Riscaldamento dal legno: gigante sconosciuto

Il 27 febbraio 2019 si è svolto a Roma il convegno “L’Italia che Rinnova: il calore verde che nasce dal legno”, per ribadire il suo primato tra le energie rinnovabili
Riccardo Faiella - 2 Marzo 2019

Un fulmine che colpisce un albero. Lava incandescente che fuoriesce dal cratere di un vulcano. Due ipotesi sulla scoperta del fuoco da parte dei primi ominidi. Da allora, l’elemento fuoco è stato per l’uomo una importante fonte di luce e calore ed essenziale nella cottura dei cibi.

Il 27 febbraio 2019 Lega Ambiente, AIEL (Associazione Italiana Energie Agroforestali), Risorsalegno, ANFUS (Associazione Nazionale Fumisti e Spazzacamini) e Assocosma (Associazione nazionale costruttori stufe ad accumulo) hanno organizzato a Roma, il convegno “L’Italia che rinnova: il calore verde che nasce dal legno”. L’incontro aveva lo scopo di far emergere una realtà poco conosciuta: il legno occupa il primo posto tra le fonti di energia rinnovabili e rappresenta la seconda fonte di riscaldamento per le famiglie italiane.

«Un settore dalle radici antiche – ha spiegato Marino Berton, Direttore generale di AIEL – ma che punta all’innovazione.

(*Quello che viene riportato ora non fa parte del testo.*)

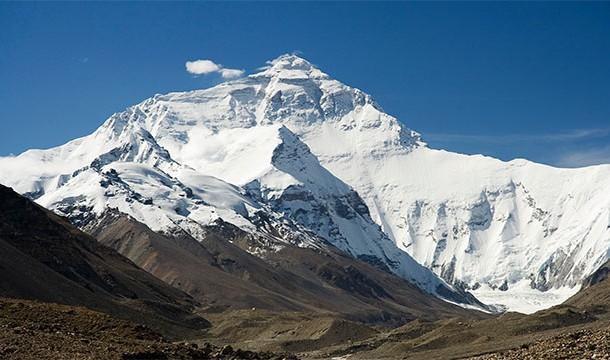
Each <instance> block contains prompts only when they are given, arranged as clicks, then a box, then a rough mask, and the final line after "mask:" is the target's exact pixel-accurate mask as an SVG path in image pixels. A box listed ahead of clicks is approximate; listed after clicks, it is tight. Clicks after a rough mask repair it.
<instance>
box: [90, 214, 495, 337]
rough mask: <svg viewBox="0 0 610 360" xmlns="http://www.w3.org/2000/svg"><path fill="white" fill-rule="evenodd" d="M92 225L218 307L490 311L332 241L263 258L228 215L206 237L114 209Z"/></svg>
mask: <svg viewBox="0 0 610 360" xmlns="http://www.w3.org/2000/svg"><path fill="white" fill-rule="evenodd" d="M87 230H88V231H89V232H90V233H91V234H92V235H93V236H95V237H96V238H97V239H98V241H100V242H101V243H102V244H105V245H107V246H109V247H112V248H114V249H116V250H117V251H118V252H120V253H121V254H123V255H125V256H126V257H128V258H129V259H131V260H132V261H133V262H134V263H136V264H137V265H138V266H141V267H142V268H143V269H145V270H147V271H149V272H150V273H151V274H153V275H155V276H156V277H158V278H160V279H162V280H164V281H165V282H167V283H168V284H170V285H173V286H175V287H177V288H179V289H181V290H183V291H185V292H187V293H188V294H190V295H191V296H193V297H194V298H195V299H197V300H198V301H200V302H201V303H202V304H204V306H206V307H208V308H211V309H216V310H215V311H220V312H225V311H231V310H237V309H251V308H256V309H262V310H267V311H274V312H301V313H309V314H319V315H320V316H322V315H324V316H329V317H338V318H344V319H351V320H355V321H362V322H366V323H369V324H371V323H373V324H382V325H384V326H395V325H398V324H402V323H404V322H406V321H411V320H413V319H416V318H422V319H428V320H437V319H441V318H444V317H455V316H462V317H474V318H480V317H484V316H485V315H484V314H482V313H479V312H472V311H467V310H464V309H462V308H460V307H458V306H454V305H452V304H449V303H447V302H445V301H442V300H440V299H436V298H434V297H431V296H430V295H428V294H426V293H425V292H423V291H421V290H420V289H419V288H417V287H416V286H414V285H413V284H411V283H409V282H407V281H405V280H403V279H401V278H399V277H396V276H394V275H392V274H391V273H389V272H388V271H384V270H382V269H378V268H376V267H374V266H372V265H370V264H368V263H366V262H364V261H361V260H357V259H354V258H353V257H350V256H347V255H345V254H343V253H342V252H340V251H339V250H337V249H334V248H332V247H327V248H323V249H310V248H302V247H298V246H293V245H285V246H283V247H282V249H280V250H278V251H275V252H270V253H267V254H266V255H265V256H264V257H263V258H261V257H258V256H254V255H252V254H250V253H248V252H247V251H246V250H248V249H250V248H251V247H252V246H253V245H252V244H253V243H255V240H254V239H253V236H252V235H251V234H249V233H248V232H246V231H243V230H241V229H239V228H238V227H236V226H234V225H231V224H229V223H226V222H222V221H217V222H215V223H214V224H211V225H208V226H206V227H205V231H206V235H205V236H204V237H203V238H201V239H200V240H196V239H195V238H193V237H192V236H190V235H189V234H188V233H186V232H183V233H181V234H173V235H168V234H159V233H156V232H153V231H152V230H151V229H150V228H148V227H147V226H146V225H144V224H142V223H139V222H137V221H136V220H135V219H133V218H132V217H129V216H127V215H125V214H120V213H118V212H108V213H106V214H105V215H104V216H102V218H101V220H100V222H99V223H96V224H95V225H91V226H89V227H88V228H87ZM464 296H467V294H464ZM472 301H473V303H474V302H475V301H476V300H475V299H472Z"/></svg>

Il riscaldamento a legna, cippato e pellet, si presenta raccogliendo la sfida della qualità, per aumentare l’efficienza di apparecchi domestici e caldaie, per abbattere le emissioni e per confermare il proprio ruolo primario tra le fonti rinnovabili».

Anche Edoardo Zanchini, Vicepresidente di Legambiente, parla di innovazione e sviluppo e di risposte concrete ai problemi di produzione da fonti rinnovabili e di lotta all’inquinamento atmosferico.

Infatti, proprio sul fronte delle emissioni, i vecchi impianti di riscaldamento domestico a biomasse sono stati responsabili dell’inquinamento dell’aria. Con gli impianti di nuova generazione il problema è stato risolto, con un abbattimento delle emissioni inquinanti fino all’80%.

L’uso del legno, oltre a combattere l’effetto serra e ridurre la nostra bolletta di riscaldamento, è fondamentale per la difesa e la valorizzazione del nostro patrimonio boschivo.

Di recente il comparto dell’industria italiana del riscaldamento domestico, che vanta un giro d’affari di quattro miliardi di euro e trentamila addetti, ha sottoscritto un Protocollo d’intesa con il Ministero dell’Ambiente e la Regione Lazio.